Claudio de Sousa (born 10 August 1985) is an Italian footballer who currently plays as a forward for Ostia Mare.

==Career==
Born in Rome to Angolan father and Italian mother, De Sousa made his Serie A debut with Lazio in 2005 and was then signed by Messina. Later that year, he was sold to Torino in co-ownership deal. He then spent time on loan at Catanzaro and then left for Ancona.

After an unsuccessful short stint at Pescara, De Sousa was released from his contract in July 2009.

In January 2011, De Sousa moved to San Marino, where he signed for Murata. His career was rejuvenated there and scored a total 19 goals in 28 games for the club. In July 2012, he joined Lega Pro Seconda Divisione club Chieti after a trial period.

===L'Aquila and Como===
In summer 2013 he was signed by L'Aquila.

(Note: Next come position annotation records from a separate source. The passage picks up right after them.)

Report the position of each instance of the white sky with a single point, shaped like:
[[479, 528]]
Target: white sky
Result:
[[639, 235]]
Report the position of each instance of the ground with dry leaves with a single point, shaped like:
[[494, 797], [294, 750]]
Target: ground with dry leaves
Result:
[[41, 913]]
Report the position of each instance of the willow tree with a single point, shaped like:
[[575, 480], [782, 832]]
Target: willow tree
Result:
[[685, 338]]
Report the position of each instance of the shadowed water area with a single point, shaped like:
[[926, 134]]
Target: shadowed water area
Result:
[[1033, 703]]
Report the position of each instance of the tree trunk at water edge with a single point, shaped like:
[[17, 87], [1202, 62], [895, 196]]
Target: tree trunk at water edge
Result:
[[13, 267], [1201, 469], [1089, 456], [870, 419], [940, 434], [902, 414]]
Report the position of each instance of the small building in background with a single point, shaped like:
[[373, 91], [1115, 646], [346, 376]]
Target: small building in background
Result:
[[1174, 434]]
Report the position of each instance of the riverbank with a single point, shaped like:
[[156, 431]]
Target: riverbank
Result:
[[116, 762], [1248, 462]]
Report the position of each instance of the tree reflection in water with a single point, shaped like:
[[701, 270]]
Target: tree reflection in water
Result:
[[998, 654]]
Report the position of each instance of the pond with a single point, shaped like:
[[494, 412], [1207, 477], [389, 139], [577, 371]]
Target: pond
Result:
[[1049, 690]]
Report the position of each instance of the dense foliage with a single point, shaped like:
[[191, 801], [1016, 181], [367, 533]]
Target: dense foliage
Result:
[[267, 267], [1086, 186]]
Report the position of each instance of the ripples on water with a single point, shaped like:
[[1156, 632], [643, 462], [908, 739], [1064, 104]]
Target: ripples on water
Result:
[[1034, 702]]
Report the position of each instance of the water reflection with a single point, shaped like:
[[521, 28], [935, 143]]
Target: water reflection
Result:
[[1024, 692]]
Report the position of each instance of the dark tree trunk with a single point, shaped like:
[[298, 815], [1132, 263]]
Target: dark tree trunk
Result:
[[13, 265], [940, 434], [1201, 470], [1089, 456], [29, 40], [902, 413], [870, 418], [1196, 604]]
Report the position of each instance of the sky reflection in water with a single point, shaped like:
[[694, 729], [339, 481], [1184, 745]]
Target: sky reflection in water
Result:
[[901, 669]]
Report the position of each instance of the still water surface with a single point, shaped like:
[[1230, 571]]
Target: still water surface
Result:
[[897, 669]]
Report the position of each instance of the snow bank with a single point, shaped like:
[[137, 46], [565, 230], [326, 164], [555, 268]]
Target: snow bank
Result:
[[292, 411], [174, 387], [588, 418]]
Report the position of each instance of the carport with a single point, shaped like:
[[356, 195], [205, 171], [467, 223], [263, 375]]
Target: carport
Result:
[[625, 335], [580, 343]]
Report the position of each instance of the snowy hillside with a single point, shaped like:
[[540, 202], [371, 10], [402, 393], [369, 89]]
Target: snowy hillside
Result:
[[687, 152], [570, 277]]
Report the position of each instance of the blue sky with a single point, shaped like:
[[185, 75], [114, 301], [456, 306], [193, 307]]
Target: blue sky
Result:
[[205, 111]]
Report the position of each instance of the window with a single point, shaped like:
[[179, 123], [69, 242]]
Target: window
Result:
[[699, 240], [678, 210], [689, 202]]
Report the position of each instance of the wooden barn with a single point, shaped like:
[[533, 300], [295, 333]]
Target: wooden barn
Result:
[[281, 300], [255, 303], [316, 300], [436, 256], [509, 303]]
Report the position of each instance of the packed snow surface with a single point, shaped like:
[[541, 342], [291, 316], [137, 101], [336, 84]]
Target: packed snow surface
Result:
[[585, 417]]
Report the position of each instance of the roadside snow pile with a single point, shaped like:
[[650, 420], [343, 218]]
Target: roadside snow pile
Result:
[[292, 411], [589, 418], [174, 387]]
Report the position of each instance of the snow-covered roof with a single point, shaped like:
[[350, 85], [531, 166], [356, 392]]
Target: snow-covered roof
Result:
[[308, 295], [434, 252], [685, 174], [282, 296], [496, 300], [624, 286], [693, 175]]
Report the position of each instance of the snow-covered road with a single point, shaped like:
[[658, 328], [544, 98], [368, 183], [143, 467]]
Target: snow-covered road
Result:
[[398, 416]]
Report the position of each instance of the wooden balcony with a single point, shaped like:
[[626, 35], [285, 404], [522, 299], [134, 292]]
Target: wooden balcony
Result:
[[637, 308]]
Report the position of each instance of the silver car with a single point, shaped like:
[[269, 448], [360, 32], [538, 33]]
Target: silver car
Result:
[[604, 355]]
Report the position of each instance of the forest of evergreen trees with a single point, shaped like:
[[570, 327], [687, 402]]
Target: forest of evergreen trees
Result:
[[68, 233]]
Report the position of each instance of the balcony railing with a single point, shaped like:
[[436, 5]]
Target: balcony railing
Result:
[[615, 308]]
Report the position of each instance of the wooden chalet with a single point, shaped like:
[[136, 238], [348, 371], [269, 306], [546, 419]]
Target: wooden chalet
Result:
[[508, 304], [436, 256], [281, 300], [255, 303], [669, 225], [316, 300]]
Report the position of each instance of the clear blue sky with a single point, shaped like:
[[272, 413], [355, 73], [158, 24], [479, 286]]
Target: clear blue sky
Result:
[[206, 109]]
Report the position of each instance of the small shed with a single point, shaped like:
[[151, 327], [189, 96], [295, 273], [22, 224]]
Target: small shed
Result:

On 31 August 2014 he was signed by Como in a temporary deal. The following year returns to play in the L'Aquila.

=== Racing Club Roma ===
Since the summer of 2016 playing for Racing Club Roma.

===Racing Aprilia===
On 27 December 2018, de Sousa signed with Aprilia.

===Ostia Mare===
De Sousa joined Serie D club Ostia Mare ahead of the 2019/20 season. The deal was confirmed on 29 June 2019.